A study in healthy volunteers investigating the reversal of the anticoagulant effect of dabigatran etexilate (Pradaxa, Boehringer Ingelheim) by its specific agent idarucizumab has shown the antidote led to immediate, complete and sustained reversal of the anticoagulant effect. Results were recently published in The Lancet.

The study authored by Stephan Glund and others and funded by Boehringer Ingelheim, demonstrated that idarucizumab was well tolerated with no unexpected or clinically relevant safety concerns in healthy men.

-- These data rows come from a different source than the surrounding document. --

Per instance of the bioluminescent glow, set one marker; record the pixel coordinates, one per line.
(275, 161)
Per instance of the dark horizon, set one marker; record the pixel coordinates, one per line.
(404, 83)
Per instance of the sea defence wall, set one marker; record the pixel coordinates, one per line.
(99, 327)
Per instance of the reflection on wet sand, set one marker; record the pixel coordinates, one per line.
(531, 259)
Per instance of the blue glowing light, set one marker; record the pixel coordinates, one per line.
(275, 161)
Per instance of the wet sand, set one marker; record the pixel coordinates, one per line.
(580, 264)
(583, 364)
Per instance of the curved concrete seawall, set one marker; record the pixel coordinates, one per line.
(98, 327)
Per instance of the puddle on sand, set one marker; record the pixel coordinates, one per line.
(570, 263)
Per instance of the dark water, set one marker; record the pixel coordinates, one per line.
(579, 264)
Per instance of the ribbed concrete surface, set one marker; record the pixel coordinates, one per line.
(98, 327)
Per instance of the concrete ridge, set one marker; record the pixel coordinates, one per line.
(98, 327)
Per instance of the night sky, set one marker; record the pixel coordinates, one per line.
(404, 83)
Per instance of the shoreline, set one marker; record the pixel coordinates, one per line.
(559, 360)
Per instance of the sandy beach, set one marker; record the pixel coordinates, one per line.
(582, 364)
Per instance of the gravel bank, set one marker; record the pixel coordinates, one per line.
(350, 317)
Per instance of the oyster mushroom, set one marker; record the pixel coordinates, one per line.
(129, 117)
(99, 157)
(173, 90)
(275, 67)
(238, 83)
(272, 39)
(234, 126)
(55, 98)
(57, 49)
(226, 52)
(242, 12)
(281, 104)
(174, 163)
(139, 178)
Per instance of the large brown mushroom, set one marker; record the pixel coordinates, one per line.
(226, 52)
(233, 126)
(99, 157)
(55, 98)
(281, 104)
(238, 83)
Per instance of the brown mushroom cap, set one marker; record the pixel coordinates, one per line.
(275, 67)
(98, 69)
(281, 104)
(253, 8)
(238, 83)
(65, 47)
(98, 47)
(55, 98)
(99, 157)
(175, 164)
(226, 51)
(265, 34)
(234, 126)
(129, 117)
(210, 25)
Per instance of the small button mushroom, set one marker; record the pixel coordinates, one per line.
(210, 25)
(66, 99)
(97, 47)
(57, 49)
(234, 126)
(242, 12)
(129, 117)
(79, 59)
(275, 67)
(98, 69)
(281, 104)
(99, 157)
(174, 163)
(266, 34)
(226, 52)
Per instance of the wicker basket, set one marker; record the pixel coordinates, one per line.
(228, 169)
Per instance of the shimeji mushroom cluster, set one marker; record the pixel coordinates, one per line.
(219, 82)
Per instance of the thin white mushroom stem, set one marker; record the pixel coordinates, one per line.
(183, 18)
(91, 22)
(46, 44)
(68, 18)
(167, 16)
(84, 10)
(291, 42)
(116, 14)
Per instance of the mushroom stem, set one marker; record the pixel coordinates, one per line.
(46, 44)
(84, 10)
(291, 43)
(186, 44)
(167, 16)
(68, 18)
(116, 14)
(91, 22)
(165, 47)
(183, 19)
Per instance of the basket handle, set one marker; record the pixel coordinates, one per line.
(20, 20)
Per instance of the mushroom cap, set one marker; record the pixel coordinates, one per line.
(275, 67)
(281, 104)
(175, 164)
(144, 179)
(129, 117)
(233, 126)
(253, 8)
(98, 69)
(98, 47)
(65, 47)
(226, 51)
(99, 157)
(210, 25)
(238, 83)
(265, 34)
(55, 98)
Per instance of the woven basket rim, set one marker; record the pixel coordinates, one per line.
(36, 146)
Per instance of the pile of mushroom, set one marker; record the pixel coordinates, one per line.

The data support the specific reversal agent as a highly-targeted treatment option if reversal of the anticoagulant effect is needed, eg. for urgent interventions. Idarucizumab was granted breakthrough therapy designation by the US Food and Drug Administration (FDA) and has recently been submitted for approval to the FDA, European Medicines Agency and Health Canada. Boehringer Ingelheim pursues accelerated procedures with all three regulatory authorities.

The randomised, placebo-controlled, double-blind, prof-of-concept phase I study enrolled 47 healthy men aged 18-45 years. Patients were randomly assigned within groups in a 3:1 ratio to idarucizumab or placebo. All participants first received dabigatran etexilate 220mg twice daily for three days and a final dose on day four. The specific reversal agent was given two hours after the last dose of dabigatran, when the anticoagulant concentrations were at peak levels. After a five-minute infusion of idarucizumab, anticoagulation was immediately reversed back to baseline levels. The reversal effect was sustained for more than 24 hours for all doses of 2g and above.

Similar results were also seen in elderly and renally impaired volunteers in a study presented at the Annual Meeting & Exposition of the American Society for Hematology (5–8 December 2014, Orlando, USA). Boehringer Ingelheim is now evaluating idarucizumab in the RE-VERSE AD study, the first study to investigate a reversal agent to a non-vitamin K antagonist oral anticoagulant in patients.